Nie tak dawno temu zwierz stwierdzał, że ma serce z kamienia. Oj nie porusza­ła zwierza ani opowiedziana na nowo Baśń Dis­neya, ani współczesne pro­dukc­je gdzie ludzie kochali, umier­ali lub trwali w cier­pi­e­niu. Pod­czas ulu­bionej gry zwierza, „kiedy ostat­nim razem płakałeś w kinie”, zwierz który zwyk­le sam rozpoczy­nał taką kon­wer­sację nie miał czym się pochwal­ić. Jeśli uronił łzy to raczej w domowym zaciszu, późną nocą, kiedy serce bardziej podatne jest na wzruszenia. Jakież było, więc zdzi­wie­nie zwierza, kiedy okaza­ło się, że świat wzruszeń nie jest mu jed­nak zupełnie obcy i że moż­na go jeszcze poruszyć do łez. Wystar­czy mu pokazać doskon­ałego Króla Leara. I tylko patrzeć jak zwierz oglą­da Szek­spi­ra jak­by nie wiedzi­ał jak to się wszys­tko potoczy. Być może dlat­ego, że  takiego Króla Leara zwierz jeszcze nigdy nie widział.

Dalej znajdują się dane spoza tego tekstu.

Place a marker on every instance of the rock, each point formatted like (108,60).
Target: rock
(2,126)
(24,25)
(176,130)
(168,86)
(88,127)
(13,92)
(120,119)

Zwierz musi powiedzieć, że wiele się po sztuce spodziewał ale nie tego, że okaże się tak porusza­ją­ca. No ale to magia sztuk Szekspira.

 

Różnie moż­na zagrać Lira. Jako głup­ca i jako sza­leń­ca. Ale w inter­pre­tacji na jaką zde­cy­dował się reżyser Sam Mendes i gra­ją­cy Leara Simon Rus­sel Beale Lear nie tyle sza­le­je co osuwa się  w demencję. To niesły­chanie prze­myślana inter­pre­tac­ja, która — przy wybit­nej grze Simona Rus­sel­la Beale pozwala inaczej spo­jrzeć nie tyle na sce­ny sza­leńst­wa ale na całą sztukę. Kiedy Lear wybucha gniewem to przy­pom­i­na­ją nam się infor­ma­c­je o tym jak agresy­wni sta­ją się ludzie, których umysł na stare lata zaczy­na zawodz­ić. Wiemy skąd bierze się ten niepow­strzy­many gniew — który cza­sem stoi w zupełnej sprzecznoś­ci z ich charak­terem. Zwłaszcza kiedy pojaw­ia się sil­ny bodziec emocjon­al­ny. Decyz­je Leara w pier­wszych sce­nach gdzie dręczy córkę, decy­du­je o wyg­na­niu dorad­cy i pode­j­mu­je mnóst­wo irracjon­al­nych dyk­towanych gniewem decyzji w bard­zo krótkim cza­sie — doskonale do tej inter­pre­tacji pasu­ją. Co więcej, jeśli się nad tym zas­tanow­ić, taka inter­pre­tac­ja staw­ia też w innym świ­etle dzi­ała­nia córek Króla. Zwłaszcza wymusza inne spo­jrze­nie na Goner­il. Kiedy mówi o tym jak jej ojciec urządza bur­dy, bije służą­cych,  jak niebez­piecznie utrzymy­wać jego stu osobową świtę  — to ponown­ie przy­pom­i­namy sobie wszys­tko co wiemy o demencji. Jej słowa zaczy­na­ją przy­pom­i­nać słowa tych którzy mimo miłoś­ci do rodz­iców zde­cy­dowali się odd­ać ich pod fachową opiekę nie czu­jąc się dłużej bez­piecznie przy ludzi­ach, którzy powoli przestawali być sobą. Pod tym wzglę­dem może­my spo­jrzeć na skar­gi cór­ki nie jako na próbę pod­waża­nia auto­ry­te­tu ojca, czy niechęć do staroś­ci, tylko aut­en­ty­czny prob­lem z jakim dziś mierzą się rodziny tych których umysł na starość zaczął pra­cow­ać inaczej.  Zwierz bard­zo lubi takie inter­pre­tac­je, które pozwala­ją zmienić czy wzbo­gacić postać bez koniecznoś­ci dodawa­nia czegokol­wiek do treści.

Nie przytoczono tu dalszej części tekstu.